H1N1 Swine Flu Vaccination Mystery

There is a H1N1 Swine Flu vaccination mystery occurring.

Despite the fact that this mystery has been covered briefly in the media, many individuals are still not aware of it. On the 12th day of November in 2009, the news released a story regarding a boy, 14 years of age, from Virginia that developed a condition referred to as "Guillain-Barre Syndrome" within a period of just a few hours of receiving his vaccine for the H1N1 Swine Flu. The boy’s name is Jordan McFarland. In this guide on the medical mystery surrounding the vaccine for the Swine Flu, you will learn the details of his story.

Guillain-Barre Syndrome, or "GBS" is a muscle disorder. It develops as the immune system initiates an attack on the nerves of the body. When this occurs, one of the first symptoms is weakness within the muscles of the body. An individual may find it difficult to walk, and other physical activities. In addition to this, serious conditions such as body paralysis and possibly even death may be experienced by the sufferer. Jordan McFarland has no previous medical issues and was highly active in sports and similar activities in his high school. However, once he received the H1N1 Swine Flu vaccine, all of that changed.
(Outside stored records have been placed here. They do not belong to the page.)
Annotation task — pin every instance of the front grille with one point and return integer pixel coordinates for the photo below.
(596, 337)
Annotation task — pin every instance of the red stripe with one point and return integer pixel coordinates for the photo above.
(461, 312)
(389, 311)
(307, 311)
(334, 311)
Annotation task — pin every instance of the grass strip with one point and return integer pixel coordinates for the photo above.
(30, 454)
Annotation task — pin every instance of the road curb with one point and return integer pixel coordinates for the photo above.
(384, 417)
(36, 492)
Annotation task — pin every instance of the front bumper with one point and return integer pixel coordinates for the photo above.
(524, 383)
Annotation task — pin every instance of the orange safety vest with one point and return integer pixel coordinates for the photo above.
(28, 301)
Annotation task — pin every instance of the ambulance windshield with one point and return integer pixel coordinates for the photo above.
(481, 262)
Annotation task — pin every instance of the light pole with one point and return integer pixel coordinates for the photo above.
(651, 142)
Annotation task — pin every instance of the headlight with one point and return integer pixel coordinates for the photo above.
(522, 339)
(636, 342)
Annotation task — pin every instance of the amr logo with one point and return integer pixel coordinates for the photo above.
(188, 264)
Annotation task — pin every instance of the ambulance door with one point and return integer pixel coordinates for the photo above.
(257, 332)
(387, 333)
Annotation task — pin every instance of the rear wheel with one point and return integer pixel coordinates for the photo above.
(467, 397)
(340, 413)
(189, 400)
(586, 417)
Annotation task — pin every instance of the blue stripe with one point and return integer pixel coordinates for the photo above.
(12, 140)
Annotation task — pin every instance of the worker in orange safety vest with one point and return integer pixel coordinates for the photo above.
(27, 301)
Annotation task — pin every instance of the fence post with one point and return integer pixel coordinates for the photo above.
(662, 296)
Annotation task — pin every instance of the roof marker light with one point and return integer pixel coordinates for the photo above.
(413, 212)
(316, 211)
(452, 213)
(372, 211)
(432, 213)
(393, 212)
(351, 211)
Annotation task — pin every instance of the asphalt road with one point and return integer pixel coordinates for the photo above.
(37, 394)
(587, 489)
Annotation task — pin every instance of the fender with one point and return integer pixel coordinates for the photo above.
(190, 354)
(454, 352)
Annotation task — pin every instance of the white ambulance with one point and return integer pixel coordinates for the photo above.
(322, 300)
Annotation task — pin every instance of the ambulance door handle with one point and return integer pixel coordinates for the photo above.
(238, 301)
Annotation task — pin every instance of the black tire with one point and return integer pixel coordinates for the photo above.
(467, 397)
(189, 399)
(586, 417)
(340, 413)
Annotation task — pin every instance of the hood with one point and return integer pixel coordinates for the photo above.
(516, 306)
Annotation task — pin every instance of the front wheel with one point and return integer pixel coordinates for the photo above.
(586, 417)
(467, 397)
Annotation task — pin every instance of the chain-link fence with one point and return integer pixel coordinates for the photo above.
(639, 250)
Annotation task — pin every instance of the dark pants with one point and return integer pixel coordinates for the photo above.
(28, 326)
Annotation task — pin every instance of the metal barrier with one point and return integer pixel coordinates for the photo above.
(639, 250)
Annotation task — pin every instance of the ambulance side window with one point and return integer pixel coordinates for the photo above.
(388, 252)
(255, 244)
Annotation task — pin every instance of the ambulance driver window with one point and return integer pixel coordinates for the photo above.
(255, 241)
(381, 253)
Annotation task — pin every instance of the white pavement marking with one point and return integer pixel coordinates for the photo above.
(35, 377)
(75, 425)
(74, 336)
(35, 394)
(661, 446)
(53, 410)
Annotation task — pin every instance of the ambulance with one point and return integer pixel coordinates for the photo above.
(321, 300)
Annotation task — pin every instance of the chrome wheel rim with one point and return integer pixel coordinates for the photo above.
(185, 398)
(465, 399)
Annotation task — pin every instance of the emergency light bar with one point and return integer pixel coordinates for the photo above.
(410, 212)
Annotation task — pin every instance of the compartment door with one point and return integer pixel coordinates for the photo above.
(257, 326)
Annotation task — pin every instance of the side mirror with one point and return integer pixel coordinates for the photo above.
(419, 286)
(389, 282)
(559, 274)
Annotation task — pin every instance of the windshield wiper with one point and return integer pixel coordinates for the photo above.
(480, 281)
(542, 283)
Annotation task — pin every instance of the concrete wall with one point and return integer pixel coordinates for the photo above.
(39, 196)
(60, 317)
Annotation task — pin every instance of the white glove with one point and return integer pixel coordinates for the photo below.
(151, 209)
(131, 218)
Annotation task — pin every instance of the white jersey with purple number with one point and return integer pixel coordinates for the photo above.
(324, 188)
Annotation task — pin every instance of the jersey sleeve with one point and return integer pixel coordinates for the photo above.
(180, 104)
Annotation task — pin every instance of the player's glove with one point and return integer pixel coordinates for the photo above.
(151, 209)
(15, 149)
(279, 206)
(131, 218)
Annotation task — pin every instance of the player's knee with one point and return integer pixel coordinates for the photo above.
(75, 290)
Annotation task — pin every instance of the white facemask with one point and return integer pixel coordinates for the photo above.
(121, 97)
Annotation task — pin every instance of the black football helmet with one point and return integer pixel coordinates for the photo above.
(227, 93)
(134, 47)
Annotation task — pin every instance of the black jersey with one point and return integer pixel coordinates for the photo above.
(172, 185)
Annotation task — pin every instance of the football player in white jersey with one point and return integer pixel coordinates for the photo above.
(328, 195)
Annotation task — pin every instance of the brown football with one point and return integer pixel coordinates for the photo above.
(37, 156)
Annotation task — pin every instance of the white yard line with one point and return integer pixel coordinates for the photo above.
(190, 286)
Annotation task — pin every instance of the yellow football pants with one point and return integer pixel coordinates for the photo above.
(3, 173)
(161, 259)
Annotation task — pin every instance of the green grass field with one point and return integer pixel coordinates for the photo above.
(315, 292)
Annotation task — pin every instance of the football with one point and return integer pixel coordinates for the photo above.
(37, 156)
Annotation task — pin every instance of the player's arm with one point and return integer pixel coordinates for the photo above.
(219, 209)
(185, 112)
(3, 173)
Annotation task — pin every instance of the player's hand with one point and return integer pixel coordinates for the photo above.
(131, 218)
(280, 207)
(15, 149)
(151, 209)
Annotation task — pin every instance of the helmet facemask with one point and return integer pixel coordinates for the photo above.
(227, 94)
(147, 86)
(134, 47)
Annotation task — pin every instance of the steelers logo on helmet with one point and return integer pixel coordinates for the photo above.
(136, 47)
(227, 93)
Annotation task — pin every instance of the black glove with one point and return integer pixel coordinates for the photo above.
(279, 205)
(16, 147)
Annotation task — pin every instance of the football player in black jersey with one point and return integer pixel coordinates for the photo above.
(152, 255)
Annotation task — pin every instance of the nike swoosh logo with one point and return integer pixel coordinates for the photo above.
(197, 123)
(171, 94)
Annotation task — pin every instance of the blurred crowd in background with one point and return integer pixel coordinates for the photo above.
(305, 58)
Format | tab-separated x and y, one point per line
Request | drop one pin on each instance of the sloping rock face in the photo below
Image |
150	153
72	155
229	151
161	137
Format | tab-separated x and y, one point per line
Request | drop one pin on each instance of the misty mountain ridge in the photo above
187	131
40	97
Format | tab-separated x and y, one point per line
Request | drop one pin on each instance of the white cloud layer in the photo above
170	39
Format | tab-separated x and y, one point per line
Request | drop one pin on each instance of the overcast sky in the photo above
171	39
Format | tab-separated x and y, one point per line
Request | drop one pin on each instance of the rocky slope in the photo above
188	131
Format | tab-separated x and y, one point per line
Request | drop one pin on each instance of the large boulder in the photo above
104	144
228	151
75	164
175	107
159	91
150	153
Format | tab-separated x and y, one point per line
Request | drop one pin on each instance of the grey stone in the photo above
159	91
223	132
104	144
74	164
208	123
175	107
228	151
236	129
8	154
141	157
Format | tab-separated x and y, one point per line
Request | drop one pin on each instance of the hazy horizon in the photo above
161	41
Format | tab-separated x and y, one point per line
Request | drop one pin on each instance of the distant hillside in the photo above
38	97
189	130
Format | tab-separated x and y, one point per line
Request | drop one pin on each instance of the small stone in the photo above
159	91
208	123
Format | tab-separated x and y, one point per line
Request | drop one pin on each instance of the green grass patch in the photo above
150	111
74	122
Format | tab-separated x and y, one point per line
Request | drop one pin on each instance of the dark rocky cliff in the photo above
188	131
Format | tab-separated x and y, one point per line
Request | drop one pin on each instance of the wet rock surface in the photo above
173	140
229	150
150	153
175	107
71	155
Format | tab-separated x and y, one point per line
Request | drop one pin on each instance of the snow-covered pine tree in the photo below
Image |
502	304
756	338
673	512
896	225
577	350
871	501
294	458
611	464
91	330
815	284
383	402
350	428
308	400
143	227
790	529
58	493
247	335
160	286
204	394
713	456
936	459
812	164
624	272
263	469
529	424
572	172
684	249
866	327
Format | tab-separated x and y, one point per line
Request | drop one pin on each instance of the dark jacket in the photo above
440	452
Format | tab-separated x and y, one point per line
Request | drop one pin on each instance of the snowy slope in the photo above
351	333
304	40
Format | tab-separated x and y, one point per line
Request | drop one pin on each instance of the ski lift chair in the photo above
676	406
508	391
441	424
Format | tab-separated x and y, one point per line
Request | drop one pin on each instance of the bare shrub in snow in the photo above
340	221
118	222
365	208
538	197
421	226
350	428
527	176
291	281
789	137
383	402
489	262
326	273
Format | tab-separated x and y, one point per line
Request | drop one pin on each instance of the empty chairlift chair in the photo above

The Centers for Disease Control has admitted that there have been more than one case of the development of Guillain-Barre Syndrome that seems to be related to the 2009 Swine Flu vaccine. It has been estimated that five individual reports have been established surrounding the onset of GBS related to the vaccine since early October as of late November. This brings back many memories of the 1976 vaccine that resulted in the same illness. It has also been established that the onset of GBS after receiving the vaccine is considered to be one of the rare side effects that occur. According to the CDC, the vaccine has proven to have more advantages than disadvantages considering the seriousness of the H1N1 Swine Flu.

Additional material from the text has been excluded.